Overbooking can be a cost-effective strategy if implemented correctly. Let’s look at a few tips to make sure you get the most out of this approach.
What is a hotel overbooking strategy?
The hotel overbooking strategy is a revenue management technique that hotels use to maximise occupancy and revenue. By deploying this strategy a hotel is insuring itself against possible cancellations by having secured guests who can fill cancelled bookings.
However, the downsides of this strategy are potential double-bookings and lost revenue as a result of giving away free room upgrades.
An overbooking strategy is different from overbookings due to manual connections with multiple online channels or channel update errors. These are resolved by ensuring you have a high-performing, cloud-based channel manager that updates rates and inventory across multiple online channels in real-time via an API connection. An overbooking strategy is deliberately allowing more than available inventory to be booked to optimise revenue.
Tips to make your overbooking strategy a success
1) Be data-driven in your approach. Data must be used to inform how many no-shows or cancellations to expect so you can overbook by that much. It must also be used to understand how many guests must be compensated if they had to be turned away due to overbookings, and the impact of this on your revenue.

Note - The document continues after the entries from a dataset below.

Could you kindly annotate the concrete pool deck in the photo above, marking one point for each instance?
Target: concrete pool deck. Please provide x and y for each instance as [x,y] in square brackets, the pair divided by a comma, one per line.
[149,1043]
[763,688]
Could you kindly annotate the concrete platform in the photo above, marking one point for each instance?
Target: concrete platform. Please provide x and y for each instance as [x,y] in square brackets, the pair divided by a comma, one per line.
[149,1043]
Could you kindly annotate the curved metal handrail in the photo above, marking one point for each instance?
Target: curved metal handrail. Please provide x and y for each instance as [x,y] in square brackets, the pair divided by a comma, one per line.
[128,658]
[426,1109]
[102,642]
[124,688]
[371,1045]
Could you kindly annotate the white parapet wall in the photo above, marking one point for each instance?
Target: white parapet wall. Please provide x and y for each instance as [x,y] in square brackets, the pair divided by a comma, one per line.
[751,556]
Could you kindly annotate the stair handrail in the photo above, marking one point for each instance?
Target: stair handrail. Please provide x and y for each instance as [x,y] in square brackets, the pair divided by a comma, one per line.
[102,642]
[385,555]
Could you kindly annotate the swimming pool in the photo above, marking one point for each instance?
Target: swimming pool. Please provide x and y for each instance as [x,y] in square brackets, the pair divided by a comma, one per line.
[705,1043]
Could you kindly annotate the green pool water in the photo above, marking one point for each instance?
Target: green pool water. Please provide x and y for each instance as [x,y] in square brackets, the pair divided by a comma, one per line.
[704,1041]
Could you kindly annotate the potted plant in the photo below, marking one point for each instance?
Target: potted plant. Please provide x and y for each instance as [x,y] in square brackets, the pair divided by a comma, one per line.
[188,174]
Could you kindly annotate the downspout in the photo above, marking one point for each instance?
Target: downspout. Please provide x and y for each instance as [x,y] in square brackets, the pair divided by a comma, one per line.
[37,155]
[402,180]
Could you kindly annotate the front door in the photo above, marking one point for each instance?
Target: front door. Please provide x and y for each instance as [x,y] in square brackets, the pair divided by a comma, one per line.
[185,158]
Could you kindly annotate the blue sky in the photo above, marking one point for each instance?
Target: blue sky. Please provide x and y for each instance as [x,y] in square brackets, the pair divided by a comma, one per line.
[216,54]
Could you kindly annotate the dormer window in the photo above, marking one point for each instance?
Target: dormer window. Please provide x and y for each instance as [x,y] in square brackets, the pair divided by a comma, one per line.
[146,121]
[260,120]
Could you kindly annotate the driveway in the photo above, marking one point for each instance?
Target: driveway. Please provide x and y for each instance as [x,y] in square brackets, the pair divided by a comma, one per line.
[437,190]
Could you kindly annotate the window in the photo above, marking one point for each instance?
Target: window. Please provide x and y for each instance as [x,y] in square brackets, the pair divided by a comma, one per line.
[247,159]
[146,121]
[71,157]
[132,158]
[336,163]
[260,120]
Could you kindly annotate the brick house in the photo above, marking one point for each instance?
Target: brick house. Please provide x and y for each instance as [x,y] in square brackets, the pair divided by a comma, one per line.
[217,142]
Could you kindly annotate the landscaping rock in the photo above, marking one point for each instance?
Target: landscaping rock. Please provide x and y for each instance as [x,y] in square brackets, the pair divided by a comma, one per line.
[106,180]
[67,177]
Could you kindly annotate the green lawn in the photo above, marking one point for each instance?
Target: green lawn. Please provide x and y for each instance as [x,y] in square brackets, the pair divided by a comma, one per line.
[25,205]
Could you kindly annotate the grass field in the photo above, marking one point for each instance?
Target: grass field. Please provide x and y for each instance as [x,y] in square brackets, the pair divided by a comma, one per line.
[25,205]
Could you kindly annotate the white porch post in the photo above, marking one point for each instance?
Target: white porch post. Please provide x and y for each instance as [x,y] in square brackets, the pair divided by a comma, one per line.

2) Use multiple data sources. A successful hotel overbooking strategy hinges on data. Combining multiple data sources is a good way to get a more holistic and accurate view of what to expect. Some key sources to look into are your channel manager, booking engine, property management system and website analytics. Don’t forget to monitor external market sentiments such as cancellation of an event or reduction in connectivity to your destination – these could all result in cancellations. You can also use data automation tools to combine multiple data sources and form one view for a more robust analysis.
3) Pre-arrival upselling can beef up your overbooking strategy and make it more profitable. During this stage of the guest journey, guests are likely to be more open to personalising their stay. This means that when suggested during the pre-arrival stage, there’s a greater chance that you’ll sell room upgrades with a small discount.
4) Capping overbookings is essential. Knowing when to stop selling based on your data analysis is critical to the success of this strategy.
5) Collaborate with local properties to manage overbookings so guests turned away can be accommodated elsewhere. While there will be erosion in brand equity for customers turned away (unavoidable when you have an overbooking), managing their next booking can help soften the impact.
6) Train your staff to manage overbookings. How the guests being turned away are managed is very important to maintain your brand. Your staff plays an important role here. Train staff on how to communicate professionally, suggest alternative accommodation (and organise transport, if needed), and offer relevant compensation. To ensure that staff know what to do and that each situation gets handled consistently, it’s a good idea also to have a guest recovery plan in writing.
7) Have a clear compensation plan that your staff can follow when handling overbookings. Don’t rustle up a plan last minute or have ad hoc overbooking management – these are a recipe for disaster.
Hotel rooms make up a hotel’s main inventory. As such, you’ll want to do everything possible to work in a smart way, which includes using overbooking practices carefully. While it does involve some risk, it’s a cost-effective strategy that can help with revenue management in the long run. Plus, not only do empty rooms mean that a hotel business can’t generate revenue via bookings, but it also deprives it of the chance to generate extra revenue via upselling.